Apart from the elopement postcard, I wasn't hearing from Mathilde at all. On the fifth night of Hanukkah, I mentioned this to Isador. He'd just set the room service tray out in the hallway. “What's there for her to tell you?” Isador said. “She's freezing her
tuches
off out there in Saskatchewan. She's painting her paintings. She's sleeping, she's waking up. But that's not the problem, is it? No, the problem is, you're in over your head with this Mathilde. You're drowning. She's walking so far ahead of you—is this how it feels?—she's about to turn the corner and disappear. You need to figure out what skills you have. I can get you work in the hotel if you want. I'm sure the thing that happened with the anti-Semite is water under the bridge by now. Besides, the hotel's got a new owner. It's been advertising for bellmen.”

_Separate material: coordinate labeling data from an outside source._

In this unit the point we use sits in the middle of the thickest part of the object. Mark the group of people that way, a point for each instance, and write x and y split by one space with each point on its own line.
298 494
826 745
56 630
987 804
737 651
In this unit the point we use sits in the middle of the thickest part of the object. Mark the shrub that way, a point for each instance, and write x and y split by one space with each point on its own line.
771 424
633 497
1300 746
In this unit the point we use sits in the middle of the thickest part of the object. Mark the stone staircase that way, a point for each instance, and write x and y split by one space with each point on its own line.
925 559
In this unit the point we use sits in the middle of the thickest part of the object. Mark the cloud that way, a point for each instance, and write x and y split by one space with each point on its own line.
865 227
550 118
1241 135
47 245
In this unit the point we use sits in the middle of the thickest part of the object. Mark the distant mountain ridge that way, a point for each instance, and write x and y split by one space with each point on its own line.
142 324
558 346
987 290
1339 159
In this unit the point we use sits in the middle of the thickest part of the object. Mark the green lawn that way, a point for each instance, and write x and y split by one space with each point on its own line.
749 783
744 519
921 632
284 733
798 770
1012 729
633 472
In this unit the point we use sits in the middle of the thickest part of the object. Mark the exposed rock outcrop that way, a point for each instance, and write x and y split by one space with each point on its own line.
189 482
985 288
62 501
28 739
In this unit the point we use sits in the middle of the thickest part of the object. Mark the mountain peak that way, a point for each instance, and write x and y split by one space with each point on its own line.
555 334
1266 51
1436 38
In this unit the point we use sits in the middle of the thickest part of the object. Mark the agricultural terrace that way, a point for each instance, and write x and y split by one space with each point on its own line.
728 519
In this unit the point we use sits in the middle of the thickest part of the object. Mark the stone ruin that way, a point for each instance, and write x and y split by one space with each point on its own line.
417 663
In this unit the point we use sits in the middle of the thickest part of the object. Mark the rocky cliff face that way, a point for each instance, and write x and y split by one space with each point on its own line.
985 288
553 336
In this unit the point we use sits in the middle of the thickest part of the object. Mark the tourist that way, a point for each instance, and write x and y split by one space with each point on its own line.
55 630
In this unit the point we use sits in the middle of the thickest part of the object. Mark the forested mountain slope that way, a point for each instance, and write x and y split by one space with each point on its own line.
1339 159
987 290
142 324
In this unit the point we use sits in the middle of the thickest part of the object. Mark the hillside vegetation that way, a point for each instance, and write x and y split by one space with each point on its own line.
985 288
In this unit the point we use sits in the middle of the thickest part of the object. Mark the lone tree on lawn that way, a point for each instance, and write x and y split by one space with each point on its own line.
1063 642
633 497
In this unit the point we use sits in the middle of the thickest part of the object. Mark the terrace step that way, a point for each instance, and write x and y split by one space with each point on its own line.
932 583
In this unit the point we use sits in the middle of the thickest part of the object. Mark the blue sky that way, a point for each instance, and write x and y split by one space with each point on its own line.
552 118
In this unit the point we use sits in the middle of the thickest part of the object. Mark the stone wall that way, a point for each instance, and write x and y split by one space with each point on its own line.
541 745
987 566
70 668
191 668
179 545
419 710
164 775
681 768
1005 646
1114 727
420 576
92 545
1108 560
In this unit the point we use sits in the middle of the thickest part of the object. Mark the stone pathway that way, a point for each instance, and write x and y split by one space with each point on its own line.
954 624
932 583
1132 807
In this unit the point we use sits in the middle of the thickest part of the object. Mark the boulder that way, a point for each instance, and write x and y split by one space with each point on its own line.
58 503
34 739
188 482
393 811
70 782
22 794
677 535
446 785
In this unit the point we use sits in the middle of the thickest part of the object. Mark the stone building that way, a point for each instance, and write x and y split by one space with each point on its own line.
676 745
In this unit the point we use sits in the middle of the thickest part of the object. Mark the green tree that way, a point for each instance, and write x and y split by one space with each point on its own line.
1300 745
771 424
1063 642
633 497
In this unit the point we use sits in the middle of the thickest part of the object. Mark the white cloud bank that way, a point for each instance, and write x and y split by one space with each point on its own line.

“I showed Mathilde some of my writing.”

“What did she say about it?”

“She suggested hotel work—for the time being.”

“See, brilliant minds think alike. There's worse things than hotel work, let me remind you.”

Each night a candle was added to the menorah on Isador's kitchen table; each night another conversation about the ongoing soap opera, as Isador called my life. By the eighth night, he'd narrowed his tolerance for my unwillingness to see the truth. “Once and for all, here's my understanding of everything with this,” he said. “Your Mathilde's got bigger appetites for life than you have. God in heaven, you can't even read half the same menu she's reading. So what's your choice? Savor the time you have with this Mathilde, for as long as one of
her
appetites is for you. Count your blessings. Let me put this in an old immigrant's way: she's got a lot of stickers on her steamer trunk.” (I've never since been able to see, in a photograph or movie, world travelers about to embark on, say, a 1930s luxury liner, standing on the dock next to their big steamer trunks festooned with travel stickers, without thinking of Isador saying this to me.) “Now, can we
please
try and enjoy the last night of this ancient holiday without you sounding like such a pitiful shmuck?
Meshugga,
so worked up! It's like you've forgotten how to take a piss. Forgotten how to lift a fork to your mouth. You aren't thinking of doing anything harmful to yourself, are you?”

 

Roughly a month after I'd first met Mathilde, I got Isador to go with me to my favorite birding haunt near Port Medway, about a two-hour drive from Halifax. This was, believe me, a triumph of Herculean dimensions, getting Isador Sarovnik out to a beach. Through stubborn persistence I'd managed to persuade the editor of the travel section of the Sunday
Halifax Herald
to commission an article on a protected bird preserve. I felt this to be the start of something substantial, possibly even a career. Once I'd informed Isador and asked him to accompany me, he said, “Sure, why not? I'd just as soon drop dead out by the Atlantic Ocean as anywhere, what's the difference? Besides, I need the actual evidence of you earning some money, being a solid citizen. You can take your millions and buy your Mathilde some paintbrushes. How much are they paying you, this newspaper, to write about birds?”